Zuschauerreaktionen:
"Mit der gestrigen Uraufführung des Stückes „Echokammer“ des Heldentheaters im Münchener Einstein, wagte sich der Regisseur an das schwierige Thema „Demenz“
heran! Realistisch und gleichzeitig bedrückend wurde der Zuschauer in die Welt dieser Erkrankung mitgenommen. Jeder der sich (leider) mit diesem Thema auseinandersetzten muss, weil vielleicht in
eigenen Umfeld z.B. ein Elternteil daran erkrankt ist und den Verfall der Persönlichkeit des geliebten Menschen miterleben muss, und am Ende nichts mehr als ein „leere“ hilflose Hülle bleibt,
findet sich in dem Stück wieder. Die Pflegenden müssen sich mit den eigen Grenzen auseinandersetzen und bleiben hilflos zurück. Sehr realistisch wurde auch die Wohnsituation im Pflegeheim
dargestellt. Echokammer klärt auf über das Thema Demenz, das alle Menschen angeht, da jeder daran erkranken kann. Fazit: Sehenswert !" Geschrieben von Margit am Fr.
22.02.19 13:35
"Ein sehr eindringliches Stück mit einer hervorragenden Leistung der vier SchauspielerInnen. Demenz zwischen Vergessen (was in unserer heutigen Gesellschaft
ganz gut ist) und Aufbäumen, dabei auch viele aktuelle Anspielungen. Ich bin ganz froh, dass ich mit dieser Thematik nicht in Berührung gekommen bin. Auch der Pfleger spielte mit seinen
Einsichten über seinen Beruf eine eindrucksvolle Rolle. Es war ja an diesem Abend die Uraufführung, man kann es in den nächsten Tagen also noch öfters sehen."

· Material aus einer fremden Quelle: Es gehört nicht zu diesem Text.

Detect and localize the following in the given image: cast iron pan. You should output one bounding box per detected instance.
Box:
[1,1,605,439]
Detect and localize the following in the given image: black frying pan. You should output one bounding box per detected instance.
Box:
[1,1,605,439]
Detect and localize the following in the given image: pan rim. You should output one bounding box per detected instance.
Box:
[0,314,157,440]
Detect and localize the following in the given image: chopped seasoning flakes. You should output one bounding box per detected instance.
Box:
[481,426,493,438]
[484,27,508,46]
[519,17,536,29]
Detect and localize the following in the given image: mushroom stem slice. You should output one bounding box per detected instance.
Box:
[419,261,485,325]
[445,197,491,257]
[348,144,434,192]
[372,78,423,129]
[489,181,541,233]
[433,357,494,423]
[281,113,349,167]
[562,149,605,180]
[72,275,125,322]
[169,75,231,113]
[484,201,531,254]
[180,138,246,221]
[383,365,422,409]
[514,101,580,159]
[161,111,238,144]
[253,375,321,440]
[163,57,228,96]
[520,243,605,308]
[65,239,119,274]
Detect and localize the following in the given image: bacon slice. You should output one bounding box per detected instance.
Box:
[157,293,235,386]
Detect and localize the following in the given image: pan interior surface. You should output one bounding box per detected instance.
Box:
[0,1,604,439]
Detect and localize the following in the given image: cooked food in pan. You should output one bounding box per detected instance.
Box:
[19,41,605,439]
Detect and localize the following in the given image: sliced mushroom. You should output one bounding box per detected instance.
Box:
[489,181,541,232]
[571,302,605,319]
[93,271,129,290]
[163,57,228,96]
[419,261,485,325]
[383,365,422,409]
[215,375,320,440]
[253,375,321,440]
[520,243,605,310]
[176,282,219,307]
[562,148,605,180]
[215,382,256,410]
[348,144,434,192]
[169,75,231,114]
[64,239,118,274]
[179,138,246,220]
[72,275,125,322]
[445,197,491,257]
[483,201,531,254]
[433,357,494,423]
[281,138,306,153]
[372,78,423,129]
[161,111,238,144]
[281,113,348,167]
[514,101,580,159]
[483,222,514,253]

Geschrieben von Woodburger am Fr. 22.02.19 10:39
"Hervorragende schauspielerische Darbietung, vier an Demenz Erkrankte und ihr Pfleger, das tägliche Stückchen Kuchen ist der wiederkehrende gemeinsame Rhythmus,
der allen Beteiligtrn eine gewisse Struktur gibt, dazwischen ist das Erleben eine Mischung aus Vergessen haben, sich seines Vergessens bewusst werden, bis hin zur Entfachung neuer Energie, von
tiefer Traurigkeit über Wut und dem unbändigen Drang, das Leben nochmal voller Kraft in die Hand zu nehmen. Das Stück ist sehr gesellschaftskritisch und politisch. Zum Schluss bleibt nur die
Zwangsernährung über die Sonde, bettlägerig bis dann endlich die Organe versagen oder der Patient an Lungenentzündung verstirbt, und dss manchmal erst nach zig weiteren Jahren. Das Theaterstück
Echokammer regt zum Nachdenken an, wo bin ich momentan, was will ich vom.Leben, was ist wichtig, was unwichtig, wann ist ein Mensch wertvoll, stimmen unsere gesellschaftlichen Werte und Normen
überhaupt...das Dasein ist eine verwirrende Folge von Momentaufnahmen oder “Filmschnipseln“, nur bei dementen Menschen oder sond wir nicht alle Betroffene?...es war hervorragend!"
Geschrieben von Blume21 am Do. 21.02.19 23:33
"Ein sehr tiefgründiges Stück mit hervorragenden Schauspielern und Schauspielerinnen. Der Inhalt regt sehr zum Nachdenken an, z.B. warum wir so vieles vergessen
wollen und lieber in unserer Echokammer leben statt unsere Freiheiten zu nutzen. Auch das Thema Demenz und der pflegerische Aspekt dabei werden sehr gut dargestellt."